A dire vrai, l’expression Ki-teemo ou teemo dérive du verbe TA qui veut dire régler, parler, exprimer, manifester, trouver une réponse sous entendu aux problèmes qui se posent.
Vu sous cet angle l’objet d’un teemo paraît plus clair et va donc au-delà d’un simple versement de l’argent entre membres qui le composent pour le reverser à tour de rôle à chacun d’entre eux.
Ceci dit, l’objet d’un teemo consiste en un règlement des besoins divers et variés et plus ou moins immédiats des personnes qui en sont membres.
C’est pourquoi la signification du mot teemo exige qu’il soit associé à un autre terme à savoir : maàmbu
Maàmbu est un pluriel du mot diaàmbu qui veut dire différend, litige, affaire, problème, contentieux etc. Ainsi, de par son objet, le teemo aspire au règlement des affaires ou problèmes des membres qui le constituent.
En d’autres termes, l’expression « ki-teemo maàmbu » (sous une autre forme on dirait maàmbu mò ta mò) signifie du point de vue de son étude à la fois étymologique et sémantique, parler, traiter, régler les affaires et, plus extensivement résoudre les problèmes humains en leur apportant des solutions financières, économiques, fraternelles et affectives.
D’où la signification linguistique de l’expression « vuùka teemo », sous-entendu vuùka bantu, taà ou yidikaà maàmbu, c’est-à-dire, procéder à la constitution d’un groupe associatif (composé d’hommes et de femmes) à l’effet de les accompagner dans la gestion de leurs problèmes quotidiens.
C’est ainsi que le synonyme de teemo que rapporte Emile Cardinal BIAYENDA prend toute sa signification à savoir : le nkuùlu qui n’est autre qu’un dérivé du verbe kuùla qui veut dire grandir, germer, se développer, croître.
Autrement dit le teemo est chez les Koòngo, à la fois, sens et tradition consistant en un règlement à l’échelle associative des problèmes sociaux tout en aspirant avec force à l’harmonie des relations humaines et, somme toute, à la tranquillité et à la paix des personnes qui en sont membres.
En fait par principe, le teemo est une illustration de la science de NDU ou KU-NDU, qui a, entre autres, pour objet de rassembler des hommes et des femmes dans l’unique but d’une amélioration des conditions de leur existence.

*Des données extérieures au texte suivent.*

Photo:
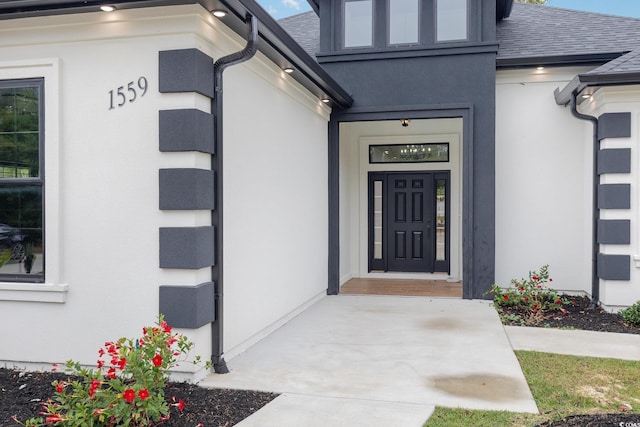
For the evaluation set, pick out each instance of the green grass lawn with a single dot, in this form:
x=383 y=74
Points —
x=561 y=385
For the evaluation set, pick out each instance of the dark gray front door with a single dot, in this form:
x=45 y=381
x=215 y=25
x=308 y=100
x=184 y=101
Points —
x=402 y=222
x=410 y=204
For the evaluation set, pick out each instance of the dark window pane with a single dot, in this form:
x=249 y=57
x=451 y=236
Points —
x=19 y=133
x=21 y=186
x=409 y=153
x=21 y=237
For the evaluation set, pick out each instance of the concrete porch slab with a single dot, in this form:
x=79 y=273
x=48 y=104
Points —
x=291 y=410
x=387 y=349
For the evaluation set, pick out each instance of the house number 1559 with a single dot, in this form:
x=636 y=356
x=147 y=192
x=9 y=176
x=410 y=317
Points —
x=120 y=96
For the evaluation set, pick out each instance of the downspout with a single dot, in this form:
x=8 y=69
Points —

Aspirant tous au bien être des uns et des autres, devenant ainsi des frères et sœurs bien aimés, c’est-à-dire des NDUKU par application du principe de Ki-yindula, les membres d’un ki-teemo véhiculent entre eux, le sens de l’amitié, de l’altérité et de l’amour fraternel. C’est dans cette optique qu’Emile Cardinal BIAYENDA relève à juste titre que :
« le kitemo favorise réellement l’épargne et procure à ceux qui le pratiquent des ressources sérieuses susceptibles de les mettre à l’abri des nécessités urgentes. Les adhérents relèvent presque tous d’un seul groupe ethnique…Des liens solides d’estime et d’amitié réciproques se créent entre les membres en même temps que chacun s’efforce de trouver sa quote-part durant l’intercession ; donc à travailler, à chercher à vendre pour se procurer l’argent. Chez les citadins ce système d’épargne qui est souvent de rythme mensuel leur permet d’améliorer notablement leur niveau de vie et de se procurer des biens que leur salaire ne leur permettait d’un seul coup. » (Biayenda deuxième partie P.35.)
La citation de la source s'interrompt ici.